Objective: To study the application value of Platelet Rich Fibrin (PRF) combined with atorvastatin in the regeneration treatment of degree II furcation involvements of mandibular molars.

Methods: Thirty patients with periodontitis (30 cases of degree II furcation involvements of mandibular molars) who underwent surgical treatment in our hospital from June 2015 to June 2016 were randomly divided into study group and control group, with 15 cases in each group (15 cases of degree II furcation involvements of mandibular molars). Both of the two groups were treated with periodontal Guided Tissue Regeneration (GTR) combined with bone graft, in which the study group was plus treated with Platelet-Rich Fibrin (PRF) combined with atorvastatin, and the control group was plus treated with PRF. Cone Beam Computed Tomography (CBCT) was used to evaluate the curative effect before and 6 months after this operation. The plaque index, gingival index and changes in clinical attachment loss were observed. The changes of IL-6 and TNF-α concentration in gingival crevicular fluid before and 6 months after operation were compared between the two groups.

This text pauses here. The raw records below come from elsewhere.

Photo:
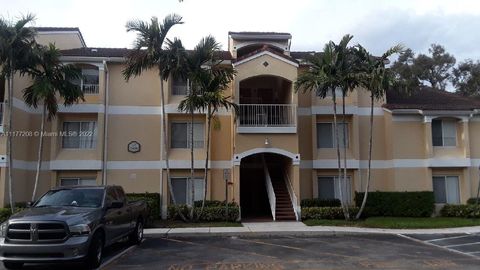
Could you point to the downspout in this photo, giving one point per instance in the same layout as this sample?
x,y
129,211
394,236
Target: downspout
x,y
105,125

Results: There were no significant differences in plaque index, gingival index, clinical attachment loss, CBCT metrics and IL-6 and TNF-α contents in the gingival crevicular fluid between the two groups (P>0.05) before the operation. Six months after operation, the plaque index, gingival index, clinical attachment loss, and IL-6 and TNF-α concentration in the gingival crevicular fluid in the study group were significantly lower than those in the control group (P<0.05). Compared with the control group, the CBCT metrics, vertical bone loss and horizontal bone loss, in the study group were significantly improved at baseline (P<0.05).

Conclusion: PRF combined with atorvastatin can effectively reduce the levels of IL-6 and TNF-α in gingival crevicular fluid and promote the effect of bone grafting in the treatment of degree II furcation involvements of mandibular molars, which is worth popularizing.

Keywords

Platelet-rich fibrin (PRF), Atorvastatin, Bone graft, Periodontitis, Mandibular molars, Furcation involvements.

Introduction

Periodontitis is one of common, frequently-occurring infectious and destructive diseases. If inflammation invades to the root furcation of the multirooted teeth, it will destroy the tissue at root furcation, causing pathological bone resorption, which is called furcation involvements [1]. The main purpose of periodontal therapy is to restore the patient's periodontal health and function. The conservative treatment and flap operation are designed to eliminate subgingival plaque. The tissue healing method in these treatments is long junctional epithelium, which cannot achieve true periodontal tissue regeneration [2]. Studies have shown that [3], for most single rooted teeth, this standard treatment can achieve better efficacy, but once the root furcation of a molar is involvement, its response to traditional treatment will be different from the single rooted teeth. Due to its unique, complex anatomical structures and various responses to treatment, root furcation defects represent a difficult problem in a class of clinical therapies. Related studies show that [4], conservative treatment and resection surgery can only delay the progress of the attachment loss of furcation involvements, but cannot stop the loss. Therefore, for degree II furcation involvements, regeneration treatment must be taken as soon as possible where conditions permit.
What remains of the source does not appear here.